Brothers Ken and Kirk Holthouse and two cousins purchased Walcher Farms in February 2003. The business has been in existence since 1896.
"He (Walcher) started doing vegetables in 1986," said Ken Holthouse, who promised that this fire isn't the end of the business.
The late owner, Doug Walcher, died one day short of the fire eight years ago -- Nov. 3, 2002.
An estimated 75 to 100 firefighters from six departments battled the blaze.
Assisting the Fairfield Volunteer Fire Department were the New London Volunteer Fire Department, Norwalk Fire Department, Huron River and Tri-Community joint fire districts as well as Willard Fire & Rescue. Also on-scene were North Central EMS and an air truck from the Huron County Emergency Management Agency.
"We are pretty certain it started from a trash pile behind the building," Fairfield Volunteer Fire Chief Edward Eden said. "They were burning some trash in the back."
The point of origin was in the northeast corner of the cluster of about six buildings.
"They were all pretty much destroyed," said Eden, whose department was in charge.
While the chief said the blaze isn't suspicious in nature, he added: "I would call it careless."

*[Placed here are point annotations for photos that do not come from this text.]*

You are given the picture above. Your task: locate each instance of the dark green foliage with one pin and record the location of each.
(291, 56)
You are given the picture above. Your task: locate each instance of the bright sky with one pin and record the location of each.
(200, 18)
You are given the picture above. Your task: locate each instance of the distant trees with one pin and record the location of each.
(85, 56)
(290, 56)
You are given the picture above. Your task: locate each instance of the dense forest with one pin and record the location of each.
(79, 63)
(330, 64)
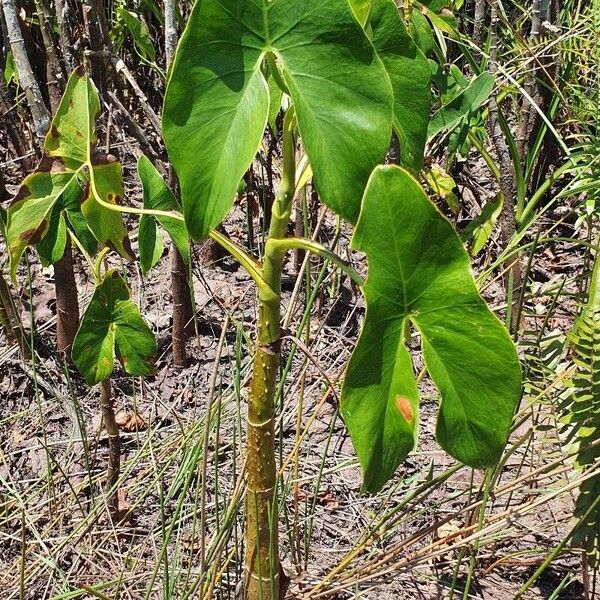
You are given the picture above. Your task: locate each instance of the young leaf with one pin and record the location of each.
(139, 31)
(217, 101)
(419, 273)
(112, 325)
(473, 97)
(158, 196)
(478, 231)
(57, 185)
(409, 72)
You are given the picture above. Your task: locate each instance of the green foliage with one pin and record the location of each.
(139, 32)
(419, 274)
(64, 190)
(157, 195)
(217, 101)
(112, 325)
(479, 230)
(409, 72)
(448, 115)
(581, 413)
(11, 74)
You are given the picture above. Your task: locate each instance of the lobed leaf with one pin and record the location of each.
(409, 73)
(112, 326)
(217, 100)
(419, 274)
(157, 195)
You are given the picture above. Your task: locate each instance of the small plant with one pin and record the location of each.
(72, 198)
(69, 196)
(346, 94)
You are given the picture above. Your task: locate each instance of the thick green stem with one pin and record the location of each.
(262, 556)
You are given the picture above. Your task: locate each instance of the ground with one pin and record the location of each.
(432, 530)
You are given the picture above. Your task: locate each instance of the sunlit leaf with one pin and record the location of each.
(478, 231)
(112, 326)
(419, 274)
(217, 101)
(473, 97)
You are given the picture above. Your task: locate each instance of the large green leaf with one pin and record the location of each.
(217, 100)
(410, 74)
(112, 325)
(56, 190)
(419, 274)
(158, 196)
(473, 97)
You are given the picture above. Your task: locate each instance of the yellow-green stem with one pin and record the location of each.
(262, 556)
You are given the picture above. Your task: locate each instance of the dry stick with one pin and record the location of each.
(39, 112)
(94, 19)
(262, 566)
(67, 305)
(479, 22)
(507, 219)
(54, 74)
(133, 127)
(114, 449)
(525, 114)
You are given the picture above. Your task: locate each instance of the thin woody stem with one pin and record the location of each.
(114, 448)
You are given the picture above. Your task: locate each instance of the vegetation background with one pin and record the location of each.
(512, 160)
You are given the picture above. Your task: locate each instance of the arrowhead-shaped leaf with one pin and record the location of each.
(419, 274)
(473, 97)
(37, 214)
(217, 101)
(410, 74)
(158, 196)
(112, 326)
(29, 217)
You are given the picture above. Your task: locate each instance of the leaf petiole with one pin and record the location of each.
(281, 245)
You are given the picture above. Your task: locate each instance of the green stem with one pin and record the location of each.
(262, 556)
(281, 245)
(535, 198)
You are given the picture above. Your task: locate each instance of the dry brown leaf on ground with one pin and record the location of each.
(130, 421)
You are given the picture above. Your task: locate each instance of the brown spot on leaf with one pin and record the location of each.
(405, 408)
(33, 236)
(23, 192)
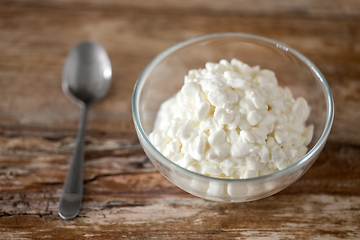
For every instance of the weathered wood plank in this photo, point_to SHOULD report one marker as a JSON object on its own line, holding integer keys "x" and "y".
{"x": 124, "y": 195}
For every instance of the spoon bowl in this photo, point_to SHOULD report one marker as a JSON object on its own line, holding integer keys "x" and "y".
{"x": 86, "y": 80}
{"x": 87, "y": 73}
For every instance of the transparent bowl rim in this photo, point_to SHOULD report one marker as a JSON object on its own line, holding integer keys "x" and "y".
{"x": 307, "y": 158}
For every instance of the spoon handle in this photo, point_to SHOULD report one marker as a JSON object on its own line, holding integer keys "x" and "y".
{"x": 71, "y": 196}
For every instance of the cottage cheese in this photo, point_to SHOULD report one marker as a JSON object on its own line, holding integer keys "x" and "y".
{"x": 231, "y": 120}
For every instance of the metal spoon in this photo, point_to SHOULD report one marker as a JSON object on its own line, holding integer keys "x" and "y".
{"x": 86, "y": 79}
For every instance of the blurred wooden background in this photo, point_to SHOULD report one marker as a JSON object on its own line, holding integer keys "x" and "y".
{"x": 124, "y": 196}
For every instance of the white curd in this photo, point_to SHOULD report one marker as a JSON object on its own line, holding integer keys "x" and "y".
{"x": 231, "y": 120}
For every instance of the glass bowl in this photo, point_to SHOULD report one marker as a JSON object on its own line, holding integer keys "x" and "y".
{"x": 164, "y": 76}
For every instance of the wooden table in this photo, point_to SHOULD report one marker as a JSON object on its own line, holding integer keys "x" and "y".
{"x": 124, "y": 196}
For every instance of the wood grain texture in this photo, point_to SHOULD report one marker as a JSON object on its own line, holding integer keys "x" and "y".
{"x": 124, "y": 196}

Eden explained that wind blew the trash being burned in the back of one of the buildings into some of the wax-coated boxes, which ignited.

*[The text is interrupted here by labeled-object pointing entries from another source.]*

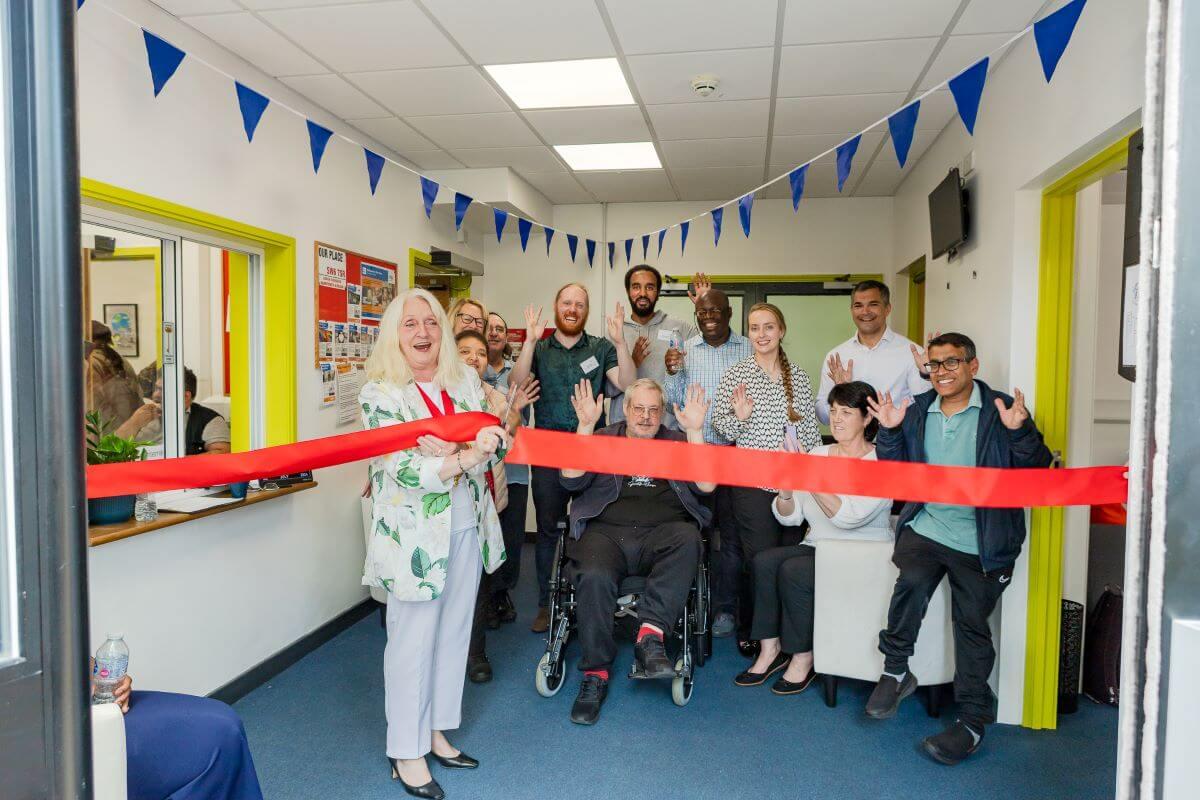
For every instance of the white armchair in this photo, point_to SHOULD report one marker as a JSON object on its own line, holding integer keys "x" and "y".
{"x": 852, "y": 593}
{"x": 108, "y": 777}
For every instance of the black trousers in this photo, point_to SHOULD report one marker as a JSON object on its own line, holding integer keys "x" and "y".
{"x": 973, "y": 595}
{"x": 783, "y": 596}
{"x": 604, "y": 555}
{"x": 550, "y": 501}
{"x": 756, "y": 530}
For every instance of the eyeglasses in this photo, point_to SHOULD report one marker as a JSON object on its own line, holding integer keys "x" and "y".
{"x": 949, "y": 365}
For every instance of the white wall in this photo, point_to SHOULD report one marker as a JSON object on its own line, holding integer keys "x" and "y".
{"x": 202, "y": 602}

Farm co-owner Kirk Holthouse, at the scene, said after the fire started on the east side of the building, "the wind picked up and spread up to the other boxes and spread to the coolers."
"The only saving grace about it is our season is just about over. ... It's still pretty disheartening," he said.
Fighting the fire
The first call about the fire came in at 12:27 p.m. Tuesday. Fairfield was on the way four minutes later.
"In six or seven minutes, we were there," Eden said.
The Huron County Sheriff's Office received a 9-1-1 call at 12:27 p.m. in which the caller said "the fire has gotten out of control."
Norwalk was called for mutual aid at 12:43 p.m. Chief Doug Coletta said he could see a "large column of smoke" coming from Walcher Farm when his crew was about 5 miles away on Old State Road.
Firefighter Dave Wallace made 23 trips for water with the Norwalk tanker to a farmer's pond on Ohio 162, about a half-mile away from the farm. He estimated that all the departments made nearly 100 trips total.
While Eden didn't have an estimated number of gallons of water used, he said "it was an astronomical number."
"One fire department hauled at least 40,000 gallons. One hauled at least 38,000 gallons," Eden added. "We were pumping directly from the pond."
It took firefighters about 4 1/2 hours to control the blaze.
"We kept four guys there all night," Eden said. "There were a few (hot spots)."
The firefighters who were there overnight "were basically baby-sitting" some piles of cardboard which had been left to burn, Eden said.
An insurance investigator was at Walcher Farm on Wednesday.
Ken Holthouse said he didn't want to speculate on a damage estimate until the investigator has written his report.
Walcher Farms grows, packs and ships "fresh, green bell peppers, cucumbers, zucchini, and yellow squash from July through October," according to the Doug Walcher Farms Web site at http://drwalcherfarms.com/index..... "In late August they also begin shipping a full line of fall ornamentals, which include miniature gourds, orange and white mini-pumpkins, and ornamental corn and winter squashes."
Holthouse was asked what the next step for the business is. He said there are many options, including rebuilding at the same site or consolidating.
"No option is being ruled out," Holthouse said. "There have to be so many things to be done before we can answer that question."